What's more, this doesn't mark the connection as bad and leaves it in a "busy buffer" state, which likely causes at least one further query to fail.
I don't have any great suggestions for fixing this. Perhaps the driver could recognise that it's an error packet with a zero sequence ID, and return ErrBadConn
in that case. At the very least, it should be able to expose the error rather than giving this "commands out of sync" error.

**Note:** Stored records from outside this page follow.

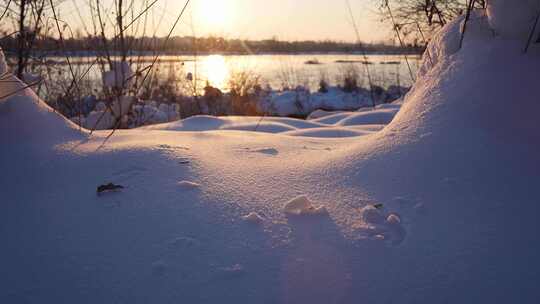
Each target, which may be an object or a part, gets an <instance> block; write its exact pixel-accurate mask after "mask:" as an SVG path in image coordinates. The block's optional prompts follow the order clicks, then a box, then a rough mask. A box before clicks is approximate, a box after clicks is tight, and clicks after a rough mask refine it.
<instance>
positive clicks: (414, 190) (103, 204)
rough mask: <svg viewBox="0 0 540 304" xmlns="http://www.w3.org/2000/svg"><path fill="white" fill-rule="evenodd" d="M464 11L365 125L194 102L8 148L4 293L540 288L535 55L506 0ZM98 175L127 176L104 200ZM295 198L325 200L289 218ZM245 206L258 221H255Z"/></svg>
mask: <svg viewBox="0 0 540 304" xmlns="http://www.w3.org/2000/svg"><path fill="white" fill-rule="evenodd" d="M493 3H495V2H492V3H490V4H493ZM512 3H517V2H514V1H513V2H512ZM519 3H523V5H525V3H527V2H526V1H523V2H519ZM516 5H519V4H516ZM493 14H494V15H493ZM475 16H479V17H480V19H478V20H477V21H478V22H471V24H470V26H471V27H470V28H471V32H470V33H468V34H467V35H466V38H465V41H464V44H463V47H462V48H461V49H459V48H456V47H455V41H456V39H458V38H459V36H460V29H461V23H462V22H463V18H460V19H458V20H456V21H454V22H452V23H451V24H449V25H448V26H446V27H445V28H444V29H443V30H442V31H441V32H440V33H439V35H438V36H437V37H435V38H434V39H433V42H432V43H431V45H430V46H429V48H428V49H429V50H430V53H432V54H431V57H432V58H431V59H429V58H428V57H429V56H428V55H427V53H426V56H425V57H426V58H425V59H424V64H423V68H422V70H421V71H420V72H419V78H418V81H417V83H416V84H415V86H414V87H413V89H412V91H411V92H410V93H409V94H408V95H407V97H406V98H405V100H404V101H403V105H402V106H401V110H399V112H398V113H397V115H396V116H395V118H394V120H393V121H392V122H391V123H390V124H389V125H388V126H386V127H385V128H384V129H382V130H381V131H379V132H376V133H373V134H371V135H370V136H366V137H362V138H333V139H325V138H306V137H292V136H285V135H284V134H265V133H262V132H257V133H255V132H245V131H241V130H228V131H225V130H222V129H221V126H224V125H226V124H228V123H230V122H229V121H227V120H226V119H219V118H212V117H202V118H201V117H199V118H194V120H192V121H184V122H182V123H178V124H176V125H175V124H172V125H164V126H162V129H159V128H158V129H152V128H146V129H138V130H129V131H120V132H118V134H116V135H115V136H114V137H113V138H112V139H111V140H110V141H109V142H108V143H107V145H105V147H103V148H102V149H100V150H99V152H96V149H97V148H98V147H100V146H101V144H102V142H103V138H104V137H105V136H106V133H100V132H97V133H96V137H94V138H91V139H89V140H88V141H84V142H82V143H81V144H80V145H78V146H77V147H76V149H73V150H62V151H58V150H55V149H50V148H51V147H48V148H44V149H43V151H42V153H39V154H38V155H34V154H32V153H29V152H28V151H24V150H23V151H21V150H20V149H16V147H15V146H16V145H6V146H5V147H4V145H2V150H1V152H0V153H1V157H0V162H1V163H0V164H1V167H2V168H6V169H4V170H5V172H8V174H2V175H0V185H2V188H1V195H2V201H3V203H4V206H3V211H4V212H2V213H1V215H0V223H1V225H2V228H3V229H1V230H0V237H2V239H3V240H5V241H4V245H5V250H3V251H2V252H1V253H0V268H1V269H2V270H3V274H4V275H3V276H2V277H0V286H2V290H1V292H0V300H1V302H6V303H25V302H51V303H59V302H77V303H111V302H130V303H145V302H154V303H172V302H179V301H182V302H197V303H215V302H231V303H234V302H252V303H255V302H270V303H357V302H366V303H394V302H399V303H444V302H447V303H512V302H516V301H519V302H520V303H536V302H538V299H539V298H540V292H539V291H538V288H537V285H538V284H537V283H538V281H539V280H540V262H539V261H538V259H537V257H538V255H539V254H540V245H538V243H539V236H538V233H537V232H538V231H539V230H540V221H538V219H537V218H538V214H539V212H540V205H539V204H538V197H539V196H540V190H538V187H537V186H536V185H538V184H539V183H540V175H539V174H538V168H540V157H539V155H540V154H539V152H540V144H539V143H540V133H539V132H538V130H539V127H540V122H539V120H538V113H539V112H540V103H538V101H537V99H538V88H537V87H538V77H537V75H538V71H539V70H540V56H539V54H538V48H537V46H534V47H533V48H532V49H531V50H530V52H529V53H527V54H523V52H522V50H523V45H524V41H522V40H521V39H517V38H513V36H512V35H510V36H506V35H504V34H500V35H493V28H491V26H492V25H491V24H493V19H494V18H495V19H496V18H498V17H501V16H499V15H498V13H497V10H494V11H492V12H491V13H490V14H486V13H484V12H480V11H479V12H475ZM501 18H502V19H501V20H503V21H501V22H503V24H504V20H508V21H509V22H510V20H511V19H508V18H507V17H504V15H503V16H502V17H501ZM15 99H16V98H9V99H8V100H6V101H7V102H12V103H14V102H15ZM32 100H33V101H35V98H34V99H32ZM6 101H2V103H0V107H4V105H5V104H4V102H6ZM32 105H33V106H30V104H29V106H28V108H27V109H22V110H21V114H20V115H19V114H17V115H19V116H21V117H22V116H23V114H22V113H23V112H28V113H29V115H32V113H34V112H35V111H37V110H36V109H38V107H37V106H36V104H35V103H34V104H32ZM381 110H385V111H388V112H390V110H392V108H391V107H389V108H387V109H381ZM13 113H16V112H7V111H2V112H1V116H0V117H1V118H2V119H1V121H11V123H15V122H17V121H16V120H15V118H18V117H19V116H17V115H15V114H13ZM361 113H363V112H354V114H352V115H359V116H358V117H361ZM49 114H50V115H49ZM350 115H351V114H350V113H345V114H344V113H334V114H331V115H327V116H324V115H323V116H321V117H320V118H317V119H312V120H309V121H300V120H298V121H295V120H291V121H287V123H286V126H285V127H287V128H292V127H295V128H300V126H305V125H306V124H310V125H318V124H325V123H339V122H342V121H343V119H349V118H350V117H351V116H350ZM385 115H386V114H385ZM388 115H389V114H388ZM37 118H38V119H37V121H38V122H34V123H35V124H37V125H38V126H43V127H44V126H45V125H42V123H46V122H48V121H49V120H52V121H53V123H51V124H53V125H54V124H58V125H59V126H58V130H55V129H52V130H50V132H54V133H55V134H56V133H62V134H64V132H76V130H74V129H72V127H71V124H69V123H67V122H65V121H62V120H60V119H57V116H54V115H52V114H51V113H48V114H47V115H46V116H43V117H42V116H37ZM358 119H359V120H360V118H358ZM362 119H363V118H362ZM323 121H324V122H323ZM332 121H333V122H332ZM2 123H4V122H2ZM11 123H10V124H9V125H8V124H5V125H2V126H3V127H4V126H6V127H12V126H11ZM175 128H178V129H179V130H182V132H178V131H177V130H175ZM314 129H315V128H314ZM326 129H327V130H328V128H326ZM330 129H331V128H330ZM11 130H14V129H11ZM31 130H32V128H31V127H28V132H30V131H31ZM66 130H67V131H66ZM199 130H209V131H207V132H199ZM308 130H310V129H308V128H306V129H302V130H298V129H297V130H292V131H294V132H300V131H308ZM34 131H35V132H36V134H43V133H44V131H43V132H42V130H38V129H35V130H34ZM13 132H17V131H16V130H15V131H13ZM40 132H41V133H40ZM286 132H289V131H286ZM10 136H11V135H10V134H9V133H8V132H2V133H0V141H1V142H2V144H4V143H5V142H9V140H10V139H12V138H14V136H11V137H10ZM28 140H33V139H24V141H25V142H26V141H28ZM20 141H21V142H22V141H23V139H20ZM14 151H15V152H17V153H15V152H14ZM36 168H39V169H40V170H36ZM182 180H183V181H197V184H198V187H197V191H185V189H184V190H183V189H179V185H178V181H182ZM109 181H111V182H114V183H115V184H122V185H124V186H126V187H125V189H124V190H123V191H122V192H119V193H113V194H111V195H107V196H103V197H96V196H95V185H97V184H102V183H104V182H109ZM302 195H305V196H306V197H309V200H308V199H307V198H306V197H304V198H303V199H300V200H295V198H298V197H299V196H302ZM294 201H296V202H295V203H294V204H292V205H291V206H289V207H294V208H293V209H294V210H296V211H298V210H304V209H306V208H307V209H306V210H311V209H312V208H317V207H316V206H314V204H313V203H311V201H315V202H322V203H324V208H325V209H326V211H327V214H326V215H325V216H316V217H314V216H308V217H300V218H298V217H292V218H291V217H290V216H288V215H287V213H286V212H284V209H287V208H284V207H286V206H287V205H288V202H294ZM253 210H256V212H257V214H259V215H263V216H261V218H263V217H264V221H263V222H262V223H260V226H261V227H257V228H262V229H255V228H254V227H253V225H246V220H245V219H244V218H243V217H244V216H245V215H246V214H248V215H249V214H250V213H251V212H253ZM287 210H288V209H287ZM255 220H257V219H255ZM257 221H258V220H257ZM21 223H22V224H21Z"/></svg>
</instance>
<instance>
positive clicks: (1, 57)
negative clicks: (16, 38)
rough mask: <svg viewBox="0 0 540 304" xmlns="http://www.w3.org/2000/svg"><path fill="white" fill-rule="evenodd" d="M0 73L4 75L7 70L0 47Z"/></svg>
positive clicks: (1, 50) (1, 74) (6, 64)
mask: <svg viewBox="0 0 540 304" xmlns="http://www.w3.org/2000/svg"><path fill="white" fill-rule="evenodd" d="M0 54H1V55H0V75H2V76H3V75H5V74H7V73H8V72H9V67H8V65H7V63H6V56H5V55H4V51H3V50H2V49H1V48H0Z"/></svg>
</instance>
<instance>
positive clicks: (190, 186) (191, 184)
mask: <svg viewBox="0 0 540 304" xmlns="http://www.w3.org/2000/svg"><path fill="white" fill-rule="evenodd" d="M178 187H179V188H180V189H183V190H192V189H197V188H199V187H201V185H200V184H197V183H195V182H190V181H181V182H179V183H178Z"/></svg>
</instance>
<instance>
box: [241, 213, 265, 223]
mask: <svg viewBox="0 0 540 304" xmlns="http://www.w3.org/2000/svg"><path fill="white" fill-rule="evenodd" d="M242 219H243V220H244V221H246V222H249V223H253V224H260V223H262V222H263V221H264V218H263V217H262V216H260V215H259V214H258V213H257V212H251V213H249V214H248V215H245V216H243V217H242Z"/></svg>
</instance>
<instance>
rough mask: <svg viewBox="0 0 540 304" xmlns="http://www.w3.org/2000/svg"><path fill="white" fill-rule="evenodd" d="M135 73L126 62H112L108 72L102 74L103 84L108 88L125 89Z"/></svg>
mask: <svg viewBox="0 0 540 304" xmlns="http://www.w3.org/2000/svg"><path fill="white" fill-rule="evenodd" d="M134 75H135V73H134V72H133V70H132V69H131V66H130V65H129V63H128V62H127V61H114V62H113V63H112V69H111V70H110V71H106V72H103V75H102V77H103V84H104V85H105V86H106V87H109V88H126V87H128V86H129V85H130V83H131V81H132V80H133V76H134Z"/></svg>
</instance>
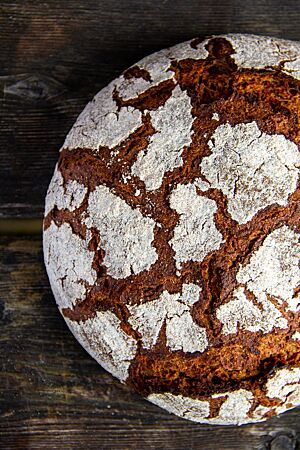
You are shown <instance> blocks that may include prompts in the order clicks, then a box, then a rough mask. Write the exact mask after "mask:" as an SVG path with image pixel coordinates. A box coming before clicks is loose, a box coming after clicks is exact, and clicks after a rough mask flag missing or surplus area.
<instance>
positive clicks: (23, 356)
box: [0, 236, 300, 450]
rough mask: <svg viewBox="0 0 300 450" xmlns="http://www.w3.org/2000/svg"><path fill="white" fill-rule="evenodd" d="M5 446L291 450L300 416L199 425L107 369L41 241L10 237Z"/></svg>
mask: <svg viewBox="0 0 300 450" xmlns="http://www.w3.org/2000/svg"><path fill="white" fill-rule="evenodd" d="M0 328H1V335H0V367H1V372H0V392H1V396H0V411H1V412H0V448H1V449H5V450H9V449H98V450H99V449H139V450H140V449H172V450H176V449H182V450H186V449H205V450H210V449H211V450H214V449H218V450H222V449H226V450H235V449H238V450H246V449H247V450H252V449H259V450H264V449H266V450H267V449H272V450H279V449H280V450H282V449H286V450H291V449H296V448H299V444H300V421H299V413H300V409H299V408H298V409H295V410H292V411H290V412H287V413H285V414H284V415H282V416H280V417H278V418H273V419H271V420H269V421H268V422H265V423H262V424H259V425H247V426H243V427H240V428H238V427H221V426H206V425H202V426H201V425H199V424H194V423H192V422H188V421H185V420H183V419H179V418H178V417H176V416H173V415H170V414H168V413H167V412H166V411H164V410H162V409H160V408H158V407H156V406H154V405H151V404H150V403H148V402H147V401H145V400H143V399H141V398H140V397H139V396H138V395H136V394H134V393H133V392H132V391H131V390H130V389H129V388H127V387H126V386H124V385H122V384H120V383H119V382H118V381H117V380H115V379H113V377H112V376H110V375H109V374H108V373H107V372H105V371H104V370H103V369H102V368H101V367H100V366H99V365H98V364H97V363H96V362H95V361H94V360H93V359H92V358H90V357H89V356H88V354H87V353H86V352H85V351H84V350H83V349H82V348H81V347H80V345H79V344H78V343H77V342H76V340H75V339H74V338H73V336H72V335H71V333H70V331H69V330H68V329H67V326H66V325H65V323H64V321H63V319H62V318H61V316H60V314H59V312H58V310H57V308H56V305H55V303H54V299H53V296H52V294H51V291H50V287H49V284H48V280H47V277H46V274H45V271H44V266H43V262H42V249H41V243H40V238H39V237H30V236H17V237H13V236H10V237H1V238H0Z"/></svg>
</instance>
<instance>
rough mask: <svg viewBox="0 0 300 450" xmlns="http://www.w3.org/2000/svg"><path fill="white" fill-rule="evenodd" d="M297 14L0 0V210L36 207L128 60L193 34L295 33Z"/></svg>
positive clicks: (219, 0)
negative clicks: (58, 150)
mask: <svg viewBox="0 0 300 450" xmlns="http://www.w3.org/2000/svg"><path fill="white" fill-rule="evenodd" d="M299 21H300V3H299V1H298V0H288V1H285V2H282V1H281V0H252V1H251V2H245V1H244V0H214V1H207V0H189V1H183V0H163V1H162V0H143V1H139V0H119V1H111V0H85V1H81V0H74V1H72V2H70V1H67V0H60V1H56V0H48V1H43V2H42V1H37V0H34V1H33V0H16V1H13V2H12V1H5V0H2V1H1V3H0V39H1V52H0V88H1V102H0V126H1V133H0V179H1V180H2V185H1V190H0V217H34V216H41V215H42V212H43V205H44V196H45V192H46V188H47V185H48V182H49V179H50V177H51V173H52V171H53V167H54V164H55V161H56V159H57V156H58V149H59V147H60V146H61V144H62V142H63V139H64V136H65V134H66V132H67V131H68V129H69V128H70V127H71V125H72V123H73V122H74V120H75V118H76V116H77V115H78V113H79V112H80V111H81V110H82V108H83V107H84V105H85V104H86V103H87V100H88V99H90V98H91V97H92V96H93V95H94V94H95V93H96V92H97V91H98V90H99V89H100V88H101V87H103V86H104V85H105V84H107V83H108V82H109V81H110V80H111V79H113V78H114V77H115V76H116V75H118V74H119V73H120V72H121V71H122V70H123V69H125V68H126V67H128V66H129V65H130V64H132V63H134V62H135V61H137V60H138V59H140V58H141V57H143V56H145V55H147V54H149V53H151V52H153V51H155V50H158V49H160V48H163V47H166V46H168V45H173V44H175V43H177V42H181V41H183V40H186V39H188V38H191V37H195V36H201V37H204V36H206V35H210V34H218V33H226V32H248V33H249V32H252V33H258V34H269V35H274V36H279V37H285V38H289V39H300V28H299Z"/></svg>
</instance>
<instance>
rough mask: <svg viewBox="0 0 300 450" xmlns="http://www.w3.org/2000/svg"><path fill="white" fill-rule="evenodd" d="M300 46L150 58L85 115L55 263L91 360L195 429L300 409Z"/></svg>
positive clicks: (50, 271)
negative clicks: (90, 357) (284, 411)
mask: <svg viewBox="0 0 300 450" xmlns="http://www.w3.org/2000/svg"><path fill="white" fill-rule="evenodd" d="M299 111H300V44H299V43H297V42H291V41H284V40H280V39H274V38H268V37H262V36H252V35H227V36H217V37H212V38H209V39H206V40H204V41H201V40H199V39H194V40H192V41H189V42H185V43H183V44H179V45H177V46H175V47H172V48H169V49H165V50H162V51H160V52H158V53H155V54H153V55H150V56H148V57H146V58H144V59H143V60H142V61H140V62H139V63H137V64H136V65H134V66H133V67H131V68H130V69H128V70H127V71H125V72H124V73H123V74H122V75H121V76H120V77H119V78H118V79H116V80H114V81H113V82H112V83H110V84H109V85H108V86H107V87H105V88H104V89H103V90H102V91H100V92H99V93H98V94H97V95H96V96H95V98H94V99H93V100H92V101H91V102H90V103H89V104H88V105H87V106H86V108H85V109H84V111H83V112H82V113H81V115H80V116H79V117H78V119H77V121H76V123H75V124H74V126H73V128H72V130H71V131H70V132H69V134H68V136H67V138H66V140H65V143H64V145H63V147H62V149H61V152H60V157H59V161H58V164H57V166H56V169H55V173H54V175H53V178H52V180H51V183H50V186H49V189H48V193H47V198H46V209H45V219H44V255H45V264H46V268H47V271H48V275H49V279H50V282H51V286H52V289H53V293H54V296H55V298H56V301H57V304H58V306H59V309H60V311H61V313H62V315H63V316H64V318H65V320H66V322H67V324H68V326H69V327H70V329H71V331H72V332H73V333H74V335H75V336H76V338H77V339H78V340H79V342H80V343H81V344H82V345H83V346H84V347H85V349H86V350H87V351H88V352H89V353H90V354H91V355H92V356H93V357H94V358H95V359H96V360H97V361H98V362H99V363H100V364H101V365H102V366H103V367H104V368H105V369H107V370H108V371H109V372H111V373H112V374H113V375H114V376H116V377H117V378H119V379H120V380H121V381H122V382H126V383H127V384H129V385H130V386H132V387H134V388H135V389H136V390H137V391H138V392H140V393H141V394H142V395H143V396H145V397H147V398H148V399H149V400H150V401H152V402H153V403H155V404H157V405H159V406H161V407H163V408H166V409H167V410H168V411H170V412H173V413H175V414H177V415H179V416H181V417H184V418H187V419H190V420H194V421H197V422H202V423H211V424H243V423H250V422H256V421H261V420H265V419H266V418H268V417H271V416H273V415H275V414H278V413H281V412H283V411H285V410H287V409H289V408H292V407H294V406H296V405H298V404H300V384H299V383H300V363H299V356H300V353H299V349H300V326H299V311H300V298H299V291H300V270H299V259H300V243H299V238H300V223H299V208H300V204H299V194H300V190H299V182H298V176H299V167H300V154H299V143H300V132H299V131H300V128H299Z"/></svg>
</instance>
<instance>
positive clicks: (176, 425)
mask: <svg viewBox="0 0 300 450" xmlns="http://www.w3.org/2000/svg"><path fill="white" fill-rule="evenodd" d="M299 23H300V3H299V0H292V1H283V2H282V1H280V0H273V1H272V0H270V1H268V0H252V1H251V2H247V1H245V0H222V1H221V0H215V1H214V2H212V1H206V2H205V1H203V0H201V1H199V0H198V1H197V0H190V1H183V0H171V1H169V0H161V1H150V0H143V1H138V0H118V1H116V2H114V1H112V0H81V1H79V0H74V1H67V0H60V1H55V0H49V1H43V2H41V1H36V0H31V1H30V0H16V1H5V0H1V3H0V37H1V41H0V42H1V51H0V62H1V64H0V70H1V74H0V75H1V76H0V87H1V93H2V94H1V103H0V121H1V133H0V180H1V189H0V218H1V219H0V233H1V235H0V326H1V335H0V339H1V341H0V366H1V372H0V417H1V421H0V448H1V449H5V450H8V449H85V450H86V449H183V450H186V449H205V450H206V449H230V450H231V449H239V450H243V449H260V450H263V449H272V450H279V449H296V448H299V446H300V420H299V419H300V409H299V408H298V410H297V409H296V410H293V411H291V412H288V413H286V414H284V415H282V416H281V417H279V418H274V419H271V420H269V421H268V422H266V423H263V424H259V425H250V426H244V427H240V428H236V427H217V426H215V427H211V426H201V425H197V424H193V423H191V422H188V421H185V420H181V419H179V418H176V417H175V416H171V415H169V414H168V413H167V412H165V411H163V410H161V409H159V408H157V407H155V406H154V405H151V404H150V403H148V402H146V401H144V400H142V399H141V398H140V397H139V396H138V395H136V394H134V393H133V392H131V391H130V389H128V388H127V387H126V386H123V385H121V384H120V383H119V382H118V381H116V380H115V379H113V377H112V376H110V375H109V374H108V373H106V372H105V371H104V370H102V369H101V367H100V366H98V365H97V364H96V362H95V361H94V360H92V359H91V358H90V357H89V356H88V355H87V353H86V352H85V351H84V350H83V349H82V348H81V347H80V345H79V344H78V343H77V342H76V341H75V339H74V338H73V337H72V335H71V334H70V332H69V331H68V330H67V328H66V326H65V324H64V321H63V319H62V318H61V317H60V315H59V313H58V310H57V308H56V306H55V303H54V299H53V296H52V294H51V291H50V288H49V283H48V279H47V276H46V274H45V269H44V265H43V259H42V248H41V233H40V229H41V217H42V213H43V203H44V197H45V193H46V188H47V185H48V183H49V179H50V176H51V173H52V171H53V168H54V164H55V161H56V160H57V156H58V149H59V147H60V145H61V144H62V142H63V139H64V136H65V134H66V132H67V131H68V129H69V128H70V127H71V125H72V123H73V122H74V120H75V118H76V116H77V115H78V113H79V112H80V111H81V109H82V108H83V106H84V105H85V104H86V103H87V100H88V99H90V98H91V97H92V96H93V95H94V94H95V93H96V92H97V91H98V90H99V89H100V88H102V87H103V86H104V85H105V84H107V83H108V82H109V81H110V80H111V79H113V78H114V77H115V76H116V75H118V74H119V73H120V72H121V71H122V70H123V69H125V68H126V67H128V66H129V65H130V64H132V63H134V62H135V61H137V60H138V59H139V58H141V57H142V56H145V55H147V54H149V53H151V52H153V51H155V50H158V49H160V48H163V47H166V46H169V45H172V44H175V43H177V42H180V41H183V40H186V39H188V38H192V37H195V36H200V37H204V36H205V35H210V34H218V33H226V32H230V31H231V32H234V31H235V32H252V33H257V34H268V35H274V36H279V37H286V38H289V39H298V40H300V27H299ZM8 219H12V220H8ZM25 219H28V220H25ZM30 219H33V220H30Z"/></svg>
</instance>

For any readers, we fixed this by just decreasing the application level connection lifetime to be much less than wait_timeout
.
Example code
Use https://github.com/lukaszlach/docker-tc to apply a network delay to the MySQL container:
docker run -d \
--name docker-tc \
--network host \
--cap-add NET_ADMIN \
--restart always \
-v /var/run/docker.sock:/var/run/docker.sock \
-v /var/docker-tc:/var/docker-tc \
lukaszlach/docker-tc
Start the MySQL container in a network, with a 1 second network delay applied:
docker network create test-net
docker run \
-e MYSQL_ROOT_PASSWORD=password \
--label "com.docker-tc.enabled=1" \
--label "com.docker-tc.delay=1000ms" \
-p 3306:3306 \
--net test-net \
mysql:8.0.24
Then this will reproduce it fairly consistently:
package main
import (
"database/sql"
"fmt"
"time"
"github.com/go-sql-driver/mysql"
)
func main() {
mysql.SetLogger(logger{})
cfg := mysql.NewConfig()
cfg.User = "root"
cfg.Passwd = "password"
cfg.Net = "tcp"
cfg.Addr = "127.0.0.1"
cfg.DBName = "mysql"
db, err := sql.Open("mysql", cfg.FormatDSN())
if err != nil {
panic(err)
}
defer db.Close()
db.SetMaxOpenConns(1)
if _, err := db.Exec("SET GLOBAL wait_timeout = 2"); err != nil {
panic(err)
}
time.Sleep(1500 * time.Millisecond)
rows, err := db.Query("SHOW TABLES")
if err != nil {
fmt.Println("query failed:", err)
} else {
rows.Close()
}
}
type logger struct{}
func (logger) Print(v ...interface{}) {
fmt.Println(append([]interface{}{"mysql: "}, v...)...)
}
Error log
mysql: busy buffer
panic: commands out of sync. You can't run this command now
Configuration
Driver version (or git SHA): 1.7.0
Go version: 1.19.5
Server version: MySQL 8.0.24
Server OS: E.g. Debian 8.1 (Jessie), Windows 10